Ph.D Candidate Kopac to Study Bacterial Evolution with NASA Award
Sarah Kopac, a Ph.D student in Professor of Biology Fred Cohan’s lab, has won a $20,000 NASA grant for research on ecological aspects of bacterial evolution in Death Valley National Park.
The grant, announced Jan. 11 by the Connecticut Space Grant College Consortium, will support Kopac’s study of Bacillus subtilis, a bacterium commonly found in soils that can endure extreme conditions, such as high heat levels.
Kopac, a third-year Ph.D candidate, is focused on identifying bacterial species that evolved within a gradient of salty soils – part of a broader effort to understand how ecological factors influence the spawning of new species.
NASA, the U.S. space agency, is eager to understand how life grows in Earth’s most extreme environments, as they may approximate conditions on other planets.
“Hypersaline environments may be analogs for Martian soils,” for example, Kopac says. “Microbes living in such environments could shed light on life which may have inhabited ancient Martian environments.”
Her current research focuses on an area of Death Valley, Lake Manly, where the salt content of the dry lakebed is extremely high. The first 100 meters west of the lakebed present a sharp salinity gradient, with stretches that contain soil bearing visible salt crystals as well as other stretches of nearly salt-free soil. The recent NASA grant will help pay the costs of gene sequencing, soil sampling and other aspects of her research.
“We’ll try to see if some bacteria seem to really like living in the high-salt soils,” she says.
Kopac is the latest student in Cohan’s lab to win an award from the consortium, which administers NASA money for science and engineering education and research in Connecticut. Jane Wiedenbeck ’10 received $20,000 in late 2009. She also studied bacterial evolution, both in Death Valley, with respect to solar exposure, and in the context of hot springs.
Like Wiedenbeck, Kopac is interested in astrobiology, a multidisciplinary field defined by NASA as the study of the origin, development and future of life in the universe.
“For me, the most exciting thing about astrobiology is the focus on organisms living in extreme environments, many of which are considered analogs for various extraterrestrial bodies,” Kopac says. “Organisms living in these environments have the potential for surprising adaptations that aren’t seen anywhere else in the known tree of life, because they experience such unique selection pressures. One of the most interesting things that could come from astrobiological studies would be to confirm (or reject) that the basic structural and metabolic traits we observe in cells are necessary for life.”
Without doubt, Death Valley, in eastern California, offers extreme conditions: It is the hottest, driest place in North America. Located about two hours east of Las Vegas by car, the park also contains the lowest place on the continent, Badwater Basin, 282 feet below sea level.
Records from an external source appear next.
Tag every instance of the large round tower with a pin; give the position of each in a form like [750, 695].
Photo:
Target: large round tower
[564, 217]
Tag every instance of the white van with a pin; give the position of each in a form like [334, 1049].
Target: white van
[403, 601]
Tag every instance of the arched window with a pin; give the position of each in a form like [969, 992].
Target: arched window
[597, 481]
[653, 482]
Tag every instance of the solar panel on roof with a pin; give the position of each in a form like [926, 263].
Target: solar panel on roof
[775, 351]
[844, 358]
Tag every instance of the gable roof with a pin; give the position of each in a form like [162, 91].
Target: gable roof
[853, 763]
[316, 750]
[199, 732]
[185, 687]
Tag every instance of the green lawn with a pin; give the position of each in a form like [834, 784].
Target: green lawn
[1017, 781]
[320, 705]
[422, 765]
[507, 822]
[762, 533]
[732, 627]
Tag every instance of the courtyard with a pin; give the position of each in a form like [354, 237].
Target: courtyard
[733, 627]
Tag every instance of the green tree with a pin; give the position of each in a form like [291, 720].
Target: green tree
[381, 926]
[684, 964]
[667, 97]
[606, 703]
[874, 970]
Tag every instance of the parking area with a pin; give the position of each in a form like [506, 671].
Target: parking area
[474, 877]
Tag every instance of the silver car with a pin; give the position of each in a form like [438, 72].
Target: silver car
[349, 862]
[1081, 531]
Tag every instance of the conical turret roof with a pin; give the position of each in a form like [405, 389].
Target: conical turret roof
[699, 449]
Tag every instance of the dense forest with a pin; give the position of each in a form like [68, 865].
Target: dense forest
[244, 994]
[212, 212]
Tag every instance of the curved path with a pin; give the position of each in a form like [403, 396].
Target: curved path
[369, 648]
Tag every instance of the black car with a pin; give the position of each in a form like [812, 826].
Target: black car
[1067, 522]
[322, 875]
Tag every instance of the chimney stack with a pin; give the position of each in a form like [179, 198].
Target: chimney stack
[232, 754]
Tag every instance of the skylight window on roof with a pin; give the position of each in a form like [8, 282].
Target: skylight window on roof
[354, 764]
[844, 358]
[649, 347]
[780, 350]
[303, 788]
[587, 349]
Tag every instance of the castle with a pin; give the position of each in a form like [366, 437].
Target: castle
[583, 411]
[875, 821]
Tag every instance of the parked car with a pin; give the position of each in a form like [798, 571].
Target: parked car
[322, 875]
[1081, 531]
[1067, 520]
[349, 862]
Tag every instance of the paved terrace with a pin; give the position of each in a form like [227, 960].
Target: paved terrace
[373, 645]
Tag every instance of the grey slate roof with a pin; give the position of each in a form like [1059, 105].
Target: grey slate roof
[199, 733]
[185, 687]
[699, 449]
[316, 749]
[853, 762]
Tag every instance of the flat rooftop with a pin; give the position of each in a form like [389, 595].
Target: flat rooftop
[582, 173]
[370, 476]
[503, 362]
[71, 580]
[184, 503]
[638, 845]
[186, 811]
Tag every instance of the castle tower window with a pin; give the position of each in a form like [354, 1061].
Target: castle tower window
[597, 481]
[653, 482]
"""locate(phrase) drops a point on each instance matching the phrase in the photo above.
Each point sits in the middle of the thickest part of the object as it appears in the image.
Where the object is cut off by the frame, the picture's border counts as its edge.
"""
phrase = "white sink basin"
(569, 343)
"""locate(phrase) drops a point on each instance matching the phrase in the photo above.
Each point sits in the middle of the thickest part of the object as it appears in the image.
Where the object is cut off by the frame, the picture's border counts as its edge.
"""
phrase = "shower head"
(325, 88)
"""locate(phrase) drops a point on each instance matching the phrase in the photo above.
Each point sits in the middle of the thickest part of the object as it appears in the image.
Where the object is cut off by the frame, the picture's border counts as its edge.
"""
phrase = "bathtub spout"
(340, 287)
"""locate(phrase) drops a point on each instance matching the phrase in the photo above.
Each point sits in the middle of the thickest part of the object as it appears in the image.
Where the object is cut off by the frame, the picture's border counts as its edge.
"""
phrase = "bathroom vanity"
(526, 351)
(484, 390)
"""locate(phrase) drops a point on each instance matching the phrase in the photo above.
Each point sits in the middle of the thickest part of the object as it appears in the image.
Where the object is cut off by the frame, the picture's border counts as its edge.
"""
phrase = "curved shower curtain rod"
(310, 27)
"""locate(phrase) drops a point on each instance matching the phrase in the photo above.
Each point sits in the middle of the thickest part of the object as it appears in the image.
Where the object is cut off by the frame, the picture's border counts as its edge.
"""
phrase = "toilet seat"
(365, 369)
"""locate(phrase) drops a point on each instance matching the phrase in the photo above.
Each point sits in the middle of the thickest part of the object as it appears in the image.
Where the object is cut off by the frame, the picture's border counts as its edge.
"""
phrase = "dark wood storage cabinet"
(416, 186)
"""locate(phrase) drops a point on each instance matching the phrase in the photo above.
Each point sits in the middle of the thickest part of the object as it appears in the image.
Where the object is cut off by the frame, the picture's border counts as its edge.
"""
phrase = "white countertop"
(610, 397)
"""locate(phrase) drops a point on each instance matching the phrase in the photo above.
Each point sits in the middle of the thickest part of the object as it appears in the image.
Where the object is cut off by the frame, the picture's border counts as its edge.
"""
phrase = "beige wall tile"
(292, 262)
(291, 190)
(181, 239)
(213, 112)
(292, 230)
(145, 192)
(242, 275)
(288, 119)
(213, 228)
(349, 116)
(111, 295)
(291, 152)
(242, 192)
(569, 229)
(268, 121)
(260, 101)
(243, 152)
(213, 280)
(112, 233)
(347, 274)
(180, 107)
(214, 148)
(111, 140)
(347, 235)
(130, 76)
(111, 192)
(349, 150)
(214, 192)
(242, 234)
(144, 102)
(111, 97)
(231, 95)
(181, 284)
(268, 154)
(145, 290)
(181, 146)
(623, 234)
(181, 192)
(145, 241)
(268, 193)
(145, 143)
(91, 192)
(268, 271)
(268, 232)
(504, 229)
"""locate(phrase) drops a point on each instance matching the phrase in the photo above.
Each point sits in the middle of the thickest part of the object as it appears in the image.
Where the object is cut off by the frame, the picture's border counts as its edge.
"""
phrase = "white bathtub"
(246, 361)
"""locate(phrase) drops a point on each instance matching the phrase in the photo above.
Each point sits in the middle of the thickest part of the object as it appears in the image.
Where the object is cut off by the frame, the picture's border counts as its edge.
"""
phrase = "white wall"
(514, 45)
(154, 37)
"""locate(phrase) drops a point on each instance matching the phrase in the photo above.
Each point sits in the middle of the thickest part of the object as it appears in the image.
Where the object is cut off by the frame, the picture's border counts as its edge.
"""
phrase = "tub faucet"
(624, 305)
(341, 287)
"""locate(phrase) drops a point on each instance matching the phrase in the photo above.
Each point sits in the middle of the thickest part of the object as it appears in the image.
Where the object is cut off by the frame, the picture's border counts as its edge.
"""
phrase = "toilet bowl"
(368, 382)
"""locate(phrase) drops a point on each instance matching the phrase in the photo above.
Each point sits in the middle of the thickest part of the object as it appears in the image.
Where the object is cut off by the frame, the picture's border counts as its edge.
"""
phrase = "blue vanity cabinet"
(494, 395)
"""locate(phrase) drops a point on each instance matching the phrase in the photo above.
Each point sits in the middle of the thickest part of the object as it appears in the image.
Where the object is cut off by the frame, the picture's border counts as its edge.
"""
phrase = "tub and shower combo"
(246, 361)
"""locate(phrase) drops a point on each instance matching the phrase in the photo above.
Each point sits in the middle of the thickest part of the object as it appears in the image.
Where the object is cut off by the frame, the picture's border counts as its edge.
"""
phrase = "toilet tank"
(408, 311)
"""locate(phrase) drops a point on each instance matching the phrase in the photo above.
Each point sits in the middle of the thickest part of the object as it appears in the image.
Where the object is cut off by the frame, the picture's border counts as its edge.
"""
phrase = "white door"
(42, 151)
In 2001, temperatures there reached 100 degrees Fahrenheit or higher on 154 consecutive days, according to the National Park Service.
Kopac’s work will shed light on what it takes for bacteria to evolve their salinity tolerances, says Cohan, an authority on evolutionary genetics and the biogeography of bacteria.
Addressing a central question in the diversification of organisms, Kopac also will determine whether there are large, ecologically homogeneous populations of bacteria, or whether homogeneity might be restricted to the most closely related individuals, such as a mother cell and its immediate daughters, he says.
“We already know that to evolve from a bacterium adapted to normal soils to one that can tolerate the saltiest of soils is extremely difficult,” Cohan says. “It has happened very few times in the history of the planet. It becomes very interesting to see how closely related species can take baby steps from each other in adapting to subtly different salinities.”